Liver failure (black cohosh, kava);

Glitazones, sulphonylureas – heart/ bone/ brain failure.

SERMS-  stress incontinence.

NSAIDs – heart attack; sudden death; peptic ulcers.

As the International Menopause Society  website and Proceedings detail,

Estradiol alone has major benefit on menopause symptoms, hearing, vision, insulin resistance, memory,  arterial disease, spine and certain cancers;

but does little to reduce hip fractures, and worsens fattening  and muscle-heart wasting – collagen loss, incontinence.

Progestins increase osteoporosis & breast cancer.

But Progesterone itself also worsens hearing  and bone loss.
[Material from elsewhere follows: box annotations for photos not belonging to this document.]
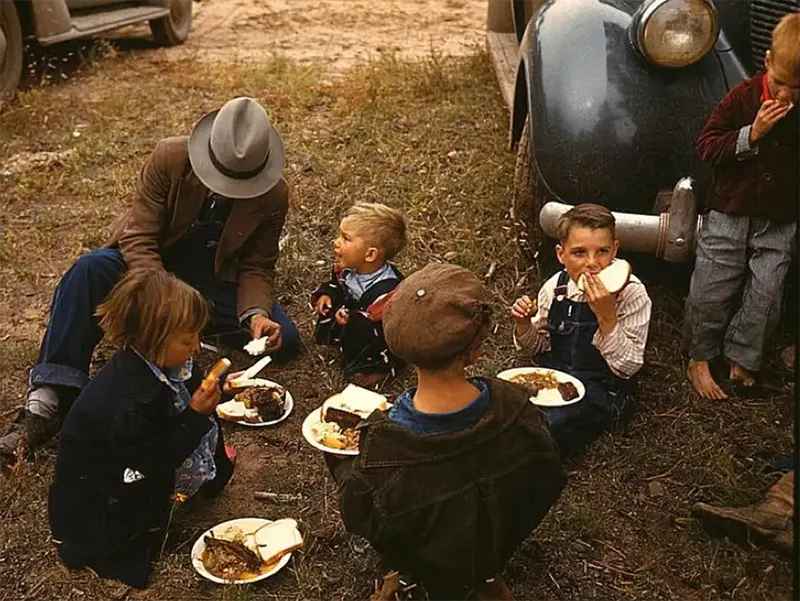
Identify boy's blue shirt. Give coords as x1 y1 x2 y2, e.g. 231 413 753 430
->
388 378 491 435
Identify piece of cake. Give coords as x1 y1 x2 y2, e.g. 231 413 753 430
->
558 382 580 401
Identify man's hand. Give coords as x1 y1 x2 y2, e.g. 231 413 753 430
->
336 307 350 327
189 378 222 415
222 370 244 394
583 273 617 334
750 100 792 144
314 294 333 317
511 295 535 336
255 315 283 353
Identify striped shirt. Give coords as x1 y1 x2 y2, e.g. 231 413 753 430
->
514 273 653 379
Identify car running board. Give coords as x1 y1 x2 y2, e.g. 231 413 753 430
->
39 6 169 46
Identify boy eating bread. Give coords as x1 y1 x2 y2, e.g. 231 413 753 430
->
511 204 652 455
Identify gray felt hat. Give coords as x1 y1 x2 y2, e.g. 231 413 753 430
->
189 97 286 199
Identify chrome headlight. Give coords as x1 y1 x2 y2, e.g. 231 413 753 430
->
629 0 719 67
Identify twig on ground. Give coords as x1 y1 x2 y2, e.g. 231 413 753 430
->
644 459 683 482
0 405 25 419
253 490 303 503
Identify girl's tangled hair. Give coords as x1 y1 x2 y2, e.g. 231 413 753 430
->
95 269 210 365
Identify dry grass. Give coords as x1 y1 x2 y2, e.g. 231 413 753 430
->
0 43 793 601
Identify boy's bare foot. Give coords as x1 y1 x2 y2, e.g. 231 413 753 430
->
731 362 756 388
781 345 794 371
686 359 728 399
352 374 389 390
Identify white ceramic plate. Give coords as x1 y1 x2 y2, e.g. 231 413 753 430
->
303 405 358 456
192 518 292 584
217 378 294 428
497 367 586 407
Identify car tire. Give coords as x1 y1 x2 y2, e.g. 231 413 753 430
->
0 0 23 106
150 0 193 46
512 119 558 278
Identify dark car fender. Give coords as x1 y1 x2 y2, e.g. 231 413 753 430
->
512 0 727 213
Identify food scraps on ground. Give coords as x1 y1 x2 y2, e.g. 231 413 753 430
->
201 518 303 580
235 386 286 423
201 534 266 580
But 50yrs of experience with testosterone replacement in major clinics-Gelfand & Sherwin (Montreal), Greenblatt Gambrell & Karpas (Augusta/Atlanta) , Buster (Houston),  Notelovitz (Florida), Vliet (Arizona), Shippen (Philadelphia), Schleyer-Saunders Whitehead & Studd London, Hansen (Denmark),    Bondi & Dimitrikakis, Burger & Davis (Australia), our group in Cape Town (Prof Dennis Davis et al),

and primate studies by Thomas Clarkson at Wake, and Dimitrikakis & Zhou (Australia)  -

  show that adding testosterone  to appropriate ERT  for treatment of FADS dramatically improve depression,    diabetes, vascular disease, breast-endometrial proliferation, body fat

     while increasing muscle mass &  strength.

TRT for women is easy:

For Premenopausal libido loss- testost alone to balance excess E2;

For peri menopause – progesterone +- testosterone;

Postmenopause – testosterone + less estradiol (20:1)-

Either as  cream (eg T 1% +  E2 0.05% +  progesterone 0.75%; or for the very old, 1/10^th strength);

 (Or as Mixogen/ Primodian Depot (T:E2  20:1) eg 0.2ml sc fortnightly – R40pm;

 Or  implants, patches; or oral micronized TT;

 Or  oral Androxone 40mg 3x/week).

The recent paper from Bo von Schoultz’ unit at the Karolinska confirms the first HRT   RCT of 50 years ago that TRT suppresses breasts and endometrium:  Masters & Grody followed Allbright & Papanicolau’s work around WW2 in showing that combined injection TT 40mg +E2 2mg/week for 13 months in women in their mid-seventies rejuvenated them and wiped out the endometrium after a tiny vaginal bleed at about 5 weeks.

          We  use  about ¼ the dose of Mixogen sc  that Masters used, and also find the endometrium disappears; so we no longer use progesterone for this purpose, unless the woman can afford it for the many other demonstrated benefits

    - although no-one has yet shown that adding progesterone to T+E gives any added benefit over T+E alone.  We continue to monitor the breast and endometrium.

          The landmark Supermouse RCT at McMaster University (Jenny Lemon & David Rollo 2003-5) showed that giving these short- lived metabolic -syndrome  mice  lifelong supplement of all know micronutrients  (vits, minerals & biologicals including flaxseed and DHEA)  speeded learning and increased lifespan and healthspan by 28%.

             We know that we humans  are doing better  than mice,

                   with fishoil rather  than flaxoil,

                   and with testosterone +- estradiol rather  than with DHEA.